Erkan menoleh. "Ya."
"Lah... kirain emang bener punya hubungan. Padahal kalau iya pun gak papa. Cocok banget soalnya, Neng Lisa cantik dan Pak Erkan ganteng. Serasi pokoknya mah."
"Hehe... maaf ya Buk. Kami permisi dulu, perut udah keroncongan soalnya belum sarapan." Pamit Lisa tidak mau terlibat jauh dengan obrolan absurd ibu-ibu itu.
"Oh enya silakan, Neng. Duh... si kecil meni kasep pisan nya."
Lisa pun cepat-cepat membawa Rayden menjauh dari ibu-ibu itu. Sedangkan Erkan memilih bergabung dengan bapak-bapak kampung.
"Ray mau makan apa?" Tanya Lisa.
"Ray mau nasi sama ayam aja, Kak." Jawan Rayden sambil menunjuk ayam goreng.
"Ya udah, Ray duduk dulu. Nanti Kakak ambilin ya."
"Iya." Dengan patuh Rayden pun duduk di kursi. Dan tidak perlu lama Lisa pun sudah kembali dengan dua buah piring di tangannya.
"Mau minum es buah gak?" Tanya Lisa seraya meletakkan piring nasinya di atas kursi.
"Mau."
"Tungguin nasi Kakak ya? Kakak ambil minum dulu."
"Iya." Rayden mengangguk patuh. Mereka terlihat sangat akrab dan membuat gadis lain yang melihat itu iri. Pasalnya banyak dari mereka yang mencoba mendekati Rayden, namun anak itu selalu saja menolak.

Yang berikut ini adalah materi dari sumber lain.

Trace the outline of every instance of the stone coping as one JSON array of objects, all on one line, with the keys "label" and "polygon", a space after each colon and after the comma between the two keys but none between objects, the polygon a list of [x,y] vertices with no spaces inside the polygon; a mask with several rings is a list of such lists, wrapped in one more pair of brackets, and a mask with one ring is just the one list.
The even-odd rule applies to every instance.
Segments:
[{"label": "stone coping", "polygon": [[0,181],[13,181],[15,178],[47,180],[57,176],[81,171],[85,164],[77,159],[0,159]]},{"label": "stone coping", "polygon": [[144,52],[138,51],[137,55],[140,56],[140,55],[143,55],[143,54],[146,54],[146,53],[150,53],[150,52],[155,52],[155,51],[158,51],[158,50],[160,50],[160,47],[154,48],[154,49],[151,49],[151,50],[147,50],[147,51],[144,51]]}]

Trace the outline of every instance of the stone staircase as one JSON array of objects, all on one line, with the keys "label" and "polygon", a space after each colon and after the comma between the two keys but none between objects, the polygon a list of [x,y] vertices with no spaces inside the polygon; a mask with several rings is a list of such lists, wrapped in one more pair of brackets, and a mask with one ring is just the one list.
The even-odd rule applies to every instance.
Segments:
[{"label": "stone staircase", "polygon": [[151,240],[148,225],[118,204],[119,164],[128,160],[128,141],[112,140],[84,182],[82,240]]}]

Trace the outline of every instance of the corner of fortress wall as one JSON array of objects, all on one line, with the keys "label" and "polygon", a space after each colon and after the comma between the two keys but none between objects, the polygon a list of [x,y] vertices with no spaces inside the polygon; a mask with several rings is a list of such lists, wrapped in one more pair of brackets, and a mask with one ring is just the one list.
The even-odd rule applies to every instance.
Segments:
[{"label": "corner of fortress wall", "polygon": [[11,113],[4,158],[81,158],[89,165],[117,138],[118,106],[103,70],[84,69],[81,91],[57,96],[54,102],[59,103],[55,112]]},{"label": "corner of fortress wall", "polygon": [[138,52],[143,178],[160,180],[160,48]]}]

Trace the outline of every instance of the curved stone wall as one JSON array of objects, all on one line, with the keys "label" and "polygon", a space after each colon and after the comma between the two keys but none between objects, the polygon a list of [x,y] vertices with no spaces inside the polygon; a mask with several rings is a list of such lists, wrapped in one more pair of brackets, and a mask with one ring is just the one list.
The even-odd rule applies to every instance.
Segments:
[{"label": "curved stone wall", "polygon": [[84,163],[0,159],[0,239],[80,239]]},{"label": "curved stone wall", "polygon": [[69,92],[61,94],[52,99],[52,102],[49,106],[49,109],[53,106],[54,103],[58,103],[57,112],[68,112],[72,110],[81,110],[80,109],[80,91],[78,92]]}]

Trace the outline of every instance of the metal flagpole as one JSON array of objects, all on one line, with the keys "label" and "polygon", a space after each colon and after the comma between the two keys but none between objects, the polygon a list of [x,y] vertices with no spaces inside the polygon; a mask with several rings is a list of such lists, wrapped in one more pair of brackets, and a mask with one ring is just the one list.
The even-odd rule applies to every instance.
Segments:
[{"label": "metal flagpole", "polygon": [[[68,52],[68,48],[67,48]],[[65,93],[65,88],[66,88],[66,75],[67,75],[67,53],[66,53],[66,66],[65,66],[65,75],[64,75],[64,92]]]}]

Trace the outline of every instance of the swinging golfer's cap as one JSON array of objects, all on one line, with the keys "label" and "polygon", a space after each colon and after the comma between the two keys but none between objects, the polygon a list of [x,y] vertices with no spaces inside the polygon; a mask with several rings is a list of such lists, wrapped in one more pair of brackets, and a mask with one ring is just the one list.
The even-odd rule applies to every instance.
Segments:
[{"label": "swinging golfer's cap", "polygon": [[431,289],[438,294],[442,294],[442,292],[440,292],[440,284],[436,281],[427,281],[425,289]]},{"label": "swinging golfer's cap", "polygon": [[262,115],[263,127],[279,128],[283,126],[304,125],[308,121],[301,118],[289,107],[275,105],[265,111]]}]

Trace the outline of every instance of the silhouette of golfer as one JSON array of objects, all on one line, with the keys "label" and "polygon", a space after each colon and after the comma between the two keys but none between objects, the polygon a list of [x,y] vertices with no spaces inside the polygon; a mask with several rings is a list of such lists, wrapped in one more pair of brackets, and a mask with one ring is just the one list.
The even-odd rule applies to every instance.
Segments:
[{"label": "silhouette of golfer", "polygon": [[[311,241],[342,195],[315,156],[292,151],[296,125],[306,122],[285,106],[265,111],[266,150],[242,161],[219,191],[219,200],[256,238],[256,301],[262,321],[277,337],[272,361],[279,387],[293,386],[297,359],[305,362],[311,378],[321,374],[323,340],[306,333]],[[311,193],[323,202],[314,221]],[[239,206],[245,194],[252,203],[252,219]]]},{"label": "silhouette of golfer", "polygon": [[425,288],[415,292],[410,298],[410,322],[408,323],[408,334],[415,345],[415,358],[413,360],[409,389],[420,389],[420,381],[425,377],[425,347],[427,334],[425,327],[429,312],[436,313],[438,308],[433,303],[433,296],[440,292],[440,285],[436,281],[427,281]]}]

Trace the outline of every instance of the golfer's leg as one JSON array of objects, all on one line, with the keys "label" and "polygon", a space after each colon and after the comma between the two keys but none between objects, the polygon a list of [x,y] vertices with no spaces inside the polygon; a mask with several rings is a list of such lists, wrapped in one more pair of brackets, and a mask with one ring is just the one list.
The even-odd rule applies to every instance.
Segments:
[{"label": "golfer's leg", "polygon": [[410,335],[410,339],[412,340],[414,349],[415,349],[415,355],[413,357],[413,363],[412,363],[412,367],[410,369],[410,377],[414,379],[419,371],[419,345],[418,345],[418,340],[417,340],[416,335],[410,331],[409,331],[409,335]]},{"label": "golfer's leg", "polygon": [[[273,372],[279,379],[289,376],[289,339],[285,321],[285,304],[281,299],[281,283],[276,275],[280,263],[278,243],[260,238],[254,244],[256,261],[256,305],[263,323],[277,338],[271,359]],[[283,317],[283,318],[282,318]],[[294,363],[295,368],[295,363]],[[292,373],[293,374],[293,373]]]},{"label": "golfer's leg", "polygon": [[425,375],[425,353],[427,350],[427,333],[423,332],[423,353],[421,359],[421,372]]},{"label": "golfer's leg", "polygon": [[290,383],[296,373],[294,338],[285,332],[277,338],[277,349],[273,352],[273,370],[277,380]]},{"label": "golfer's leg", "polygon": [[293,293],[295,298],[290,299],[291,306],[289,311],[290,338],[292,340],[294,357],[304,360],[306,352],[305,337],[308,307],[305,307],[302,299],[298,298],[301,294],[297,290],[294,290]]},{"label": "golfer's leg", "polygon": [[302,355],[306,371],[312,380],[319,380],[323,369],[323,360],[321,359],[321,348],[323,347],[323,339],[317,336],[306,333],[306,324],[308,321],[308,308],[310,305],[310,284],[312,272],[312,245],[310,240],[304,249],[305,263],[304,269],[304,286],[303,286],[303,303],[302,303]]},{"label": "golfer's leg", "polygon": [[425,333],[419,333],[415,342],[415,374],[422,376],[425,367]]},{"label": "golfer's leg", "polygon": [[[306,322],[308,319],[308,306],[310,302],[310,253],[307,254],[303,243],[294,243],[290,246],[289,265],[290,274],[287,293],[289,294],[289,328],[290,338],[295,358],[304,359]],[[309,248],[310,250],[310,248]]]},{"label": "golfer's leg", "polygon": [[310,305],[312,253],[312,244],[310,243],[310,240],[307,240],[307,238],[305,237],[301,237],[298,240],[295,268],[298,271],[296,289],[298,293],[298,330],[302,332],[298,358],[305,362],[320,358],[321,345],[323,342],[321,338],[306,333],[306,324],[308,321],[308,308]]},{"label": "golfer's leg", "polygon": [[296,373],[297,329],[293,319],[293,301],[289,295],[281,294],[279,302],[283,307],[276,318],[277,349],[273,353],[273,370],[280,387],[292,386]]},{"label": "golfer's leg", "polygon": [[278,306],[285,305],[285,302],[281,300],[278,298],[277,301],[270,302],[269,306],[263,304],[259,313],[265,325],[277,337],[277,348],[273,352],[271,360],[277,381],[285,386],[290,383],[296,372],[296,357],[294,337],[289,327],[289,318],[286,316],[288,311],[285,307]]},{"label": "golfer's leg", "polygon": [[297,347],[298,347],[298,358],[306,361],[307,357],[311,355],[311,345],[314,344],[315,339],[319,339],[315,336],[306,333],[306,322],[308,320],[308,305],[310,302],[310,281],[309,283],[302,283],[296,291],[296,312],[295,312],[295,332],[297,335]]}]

Setelah mengambil minuman, Lisa pun duduk di sebelah Rayden. Melihat Rayden yang kesulitan memotong daging, Lisa pun langsung menawarkan diri untuk menyuapinya.
"Sini Kakak yang suapin." Lisa meletakkan piringnya di kursi kosong. Lalu meraih piring dari tangan Rayden. Dan dengan telaten ia menyuapi anak itu.
Tanpa Lisa sadari, Erkan tersenyum tipis melihat kemesraan mereka. Baginya sangat sulit menemukan momen seperti sekarang ini, karena Rayden itu sangat pemilih dan sulit berteman dengan orang baru. Namun entah kenapa sejak dirinya membawa Rayden tinggal di desa. Anak itu lebih sering berbaur. Meski pun Rayden hanya dekat dengan kelurga Lisa. Setidaknya ada perubahan besar dalam diri anaknya.